The contrast is absolute. It is "better" to take refuge in Yahweh. This is the greatest understatement in the world. It is like saying it is better to have open lungs than to be suffocating. To trust in man is to build your house on the sand. Man is frail, fickle, and finite. He is a liar, either by intent or by incompetence. He makes promises he cannot keep and offers securities he cannot provide. To trust in man is to guarantee disappointment.
But the psalmist gets more specific in verse 9. It is better to take refuge in Yahweh than to trust in "nobles." This is trust in man, but it is trust in man with a title, with a budget, with an army. This is trust in princes, presidents, prime ministers, and public health officials. This is trust in the system, in the institution, in the expert class. Our entire civilization is a massive, teetering monument to trust in nobles. We are taught from our youth to look to the state as our savior, our provider, and our protector. But the Bible tells us this is a fool's errand. Princes are just men in nicer suits. Their plans fail, their kingdoms fall, and they die just like everyone else. To trust in them is to lean on a broken reed.
To take refuge in Yahweh, by contrast, is to run into a strong tower. He is the one who cannot lie, cannot fail, and cannot be overthrown. To trust in Him is the definition of sanity.
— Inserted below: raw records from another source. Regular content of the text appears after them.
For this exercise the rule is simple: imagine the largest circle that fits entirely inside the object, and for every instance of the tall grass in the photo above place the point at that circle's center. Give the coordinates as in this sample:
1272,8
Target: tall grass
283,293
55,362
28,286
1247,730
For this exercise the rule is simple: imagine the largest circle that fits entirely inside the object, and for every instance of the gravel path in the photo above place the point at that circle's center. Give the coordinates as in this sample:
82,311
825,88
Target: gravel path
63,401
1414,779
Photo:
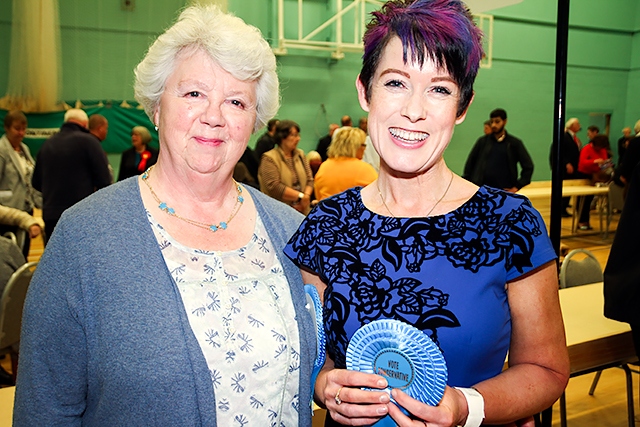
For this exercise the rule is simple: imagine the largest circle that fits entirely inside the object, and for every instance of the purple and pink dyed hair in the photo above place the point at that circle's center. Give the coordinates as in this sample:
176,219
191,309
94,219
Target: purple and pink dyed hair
440,30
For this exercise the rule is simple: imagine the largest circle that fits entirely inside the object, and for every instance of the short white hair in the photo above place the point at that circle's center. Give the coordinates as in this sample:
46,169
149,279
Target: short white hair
76,114
235,46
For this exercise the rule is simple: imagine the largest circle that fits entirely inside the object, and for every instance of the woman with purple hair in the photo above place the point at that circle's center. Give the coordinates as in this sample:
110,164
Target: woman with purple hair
472,267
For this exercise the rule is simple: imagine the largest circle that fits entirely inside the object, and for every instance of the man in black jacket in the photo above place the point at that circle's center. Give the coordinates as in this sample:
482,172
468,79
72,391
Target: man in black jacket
494,158
622,273
570,156
70,166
Singing with Christ Before the Cross
This psalm is powerful on its own, but its full glory is seen when we realize who its ultimate singer is. The gospels tell us that after the Last Supper, Jesus and His disciples sang a hymn before going out to the Mount of Olives (Matthew 26:30). That hymn was almost certainly this Hallel psalm, Psalm 118.
Think of it. Our Lord, on the night of His betrayal, with the full weight of the cross before Him, sang these words. He was about to enter the ultimate "distress," the narrow place of divine wrath for our sin. He was about to be abandoned by man and condemned by nobles. And in the face of it all, He sang, "Yahweh is for me; I will not fear." He sang, "It is better to take refuge in Yahweh than to trust in man."
He lived out this psalm perfectly. He did not trust in Peter's sword, or in a legion of angels, or in Pilate's vacillating conscience. He trusted His Father. He called upon Yah from His distress on the cross, and Yah answered Him by raising Him from the dead and setting Him in the largest place imaginable: the throne of heaven.
Because He sang this song, and because He embodied this song, we can now truly sing it. Because we are united to Him by faith, His declaration is our declaration. His Father is our Father. His victory is our victory. When the world presses in, when the nobles rage, when fear comes knocking, we have a song to sing. It is the song of the King, who trusted God through the valley of the shadow and came out into the broad place of resurrection glory. Therefore, let us boldly say it, and boldly live it: Yahweh is for me. I will not fear.